Lawless and Pickering will appear alongside pop culture commentator Maria Lewis and author Krissy Kneen at the billed as a confessional discussion of female sexuality and societal expectations.
Sex work and feminism have sometimes proven uneasy bedfellows. “Unfortunately sex workers have to expend a lot of their energy defending themselves against feminists who really should be supporting us,” Lawless says. “They have belittled us, spoken over us, made assumptions about us, all for a theoretical point, really, rather than recognising that sex workers are humans who live in a capitalist system where people are going to utilise whatever they can for financial survival. People are always going to go into sex work and really we should be focusing on how to make people within that industry as safe as possible, rather than arguing about whether or not it should exist.”
Lawless argues this theoretical head butting arises from a very specific view of second wave feminism. “It was all about overturning the patriarchy and women succeeding in a certain kind of way, which leaves little room and understanding for women who have come from other backgrounds. It doesn’t take into account that a lot of people who are in sex work are working class, or migrant women, or women of colour, or trans women. Women who don’t necessarily have the same access to jobs as a white middle class woman might have.”
Lawless moved from the rural town of Bellingen with her horse to study a Bachelor of Arts degree at Sydney University. Her single parent father was unemployed at the time and couldn’t help support her. “I was like, ‘how the fuck am I gonna pay for me and the horse in Sydney?’ The two things that came to mind as financially lucrative were drug dealing or sex work.”
Scoring an interview at an escort agency, Lawless started immediately. She’s now an impassioned activist for sex worker, women’s and LGBTIQ rights. “I am a young white woman who works in a state where sex work is decriminalised,” she says. “I knew that I was in a position to be listened to and I felt a responsibility to utilise that.”
Lawless has no problem separating her private life from her job. As she puts it in her Doing It chapter, “There is nothing like sex with someone you love, and no amount of orgasming with a client ever makes them feel less like a client, or lessens the orgasms with my girlfriend.”
Most of Lawless’ clients are men, or explorative heterosexual couples. “There’s massive stigma for women booking sex workers, whereas for men it’s often totally culturally acceptable. They’ll come into the brothel after a night out in groups. Often women aren’t seen as sexual creatures in the same way, so there’s not the same acceptance and they often don’t have as much expendable income.”
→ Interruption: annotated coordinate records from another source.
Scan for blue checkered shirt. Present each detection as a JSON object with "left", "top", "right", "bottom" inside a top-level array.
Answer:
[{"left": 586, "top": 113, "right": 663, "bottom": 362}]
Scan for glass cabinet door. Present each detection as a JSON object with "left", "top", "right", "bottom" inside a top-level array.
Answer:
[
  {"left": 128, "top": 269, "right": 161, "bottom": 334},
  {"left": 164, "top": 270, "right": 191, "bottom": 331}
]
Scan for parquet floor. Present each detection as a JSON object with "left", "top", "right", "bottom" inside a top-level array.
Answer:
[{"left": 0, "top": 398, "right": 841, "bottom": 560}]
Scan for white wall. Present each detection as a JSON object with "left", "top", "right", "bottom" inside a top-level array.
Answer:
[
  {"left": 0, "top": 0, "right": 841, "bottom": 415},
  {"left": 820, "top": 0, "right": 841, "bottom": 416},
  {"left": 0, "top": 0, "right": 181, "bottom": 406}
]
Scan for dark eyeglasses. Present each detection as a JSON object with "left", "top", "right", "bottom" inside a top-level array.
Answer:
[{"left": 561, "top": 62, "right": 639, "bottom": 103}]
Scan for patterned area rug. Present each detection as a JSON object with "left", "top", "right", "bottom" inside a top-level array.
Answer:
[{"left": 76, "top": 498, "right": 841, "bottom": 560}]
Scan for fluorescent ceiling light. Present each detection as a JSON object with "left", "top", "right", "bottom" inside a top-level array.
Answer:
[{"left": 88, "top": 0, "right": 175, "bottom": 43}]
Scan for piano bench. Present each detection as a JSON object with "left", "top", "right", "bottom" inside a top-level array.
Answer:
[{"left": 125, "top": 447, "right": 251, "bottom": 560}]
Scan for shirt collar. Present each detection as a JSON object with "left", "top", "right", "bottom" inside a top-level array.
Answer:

Those lines have been blurred when Lawless has dated other female sex workers. “Clients have booked us for a threesome and there’s a very interesting and complex relationship there in terms of fetishizing lesbians but also at the same time just being paid for an interaction with the person that you’re sleeping with anyway.”
Lawless rates emotional monogamy over sexual. “I’ve never understood the fact that you’re meant to prove fidelity to someone by sewing up your genitals. For me the idea of love is about having absolute trust and divulging all your truths and completely respecting someone, knowing they respect you back, trusting them not to belittle you. I find the idea of sexual monogamy quite outdated and a lot of the time impractical, which is evidenced by the fact that so many people cheat.”
Lawless believes part of the reason some people find her line of work so threatening is the idea that not only is a woman using her sexuality in a very public way, but she’s also using it to financially capitalise and can then climb class ranks. “There are gay male sex workers and people aren’t freaking out about them in the same way. It’s tied up in the treatment of women and there’s a lot of important dialogue about consent that sex work can be a vehicle for.”
Often fielding suggestions should write a book, Lawless says Instagram is the perfect vehicle for her. “I write exactly what I want and there’s nothing in between and that’s something that I really appreciate and think is important. Social media has given people from more marginalised communities the ability to speak about their lives in a way that comes straight from the horse's mouth, if I can use that naff expression?”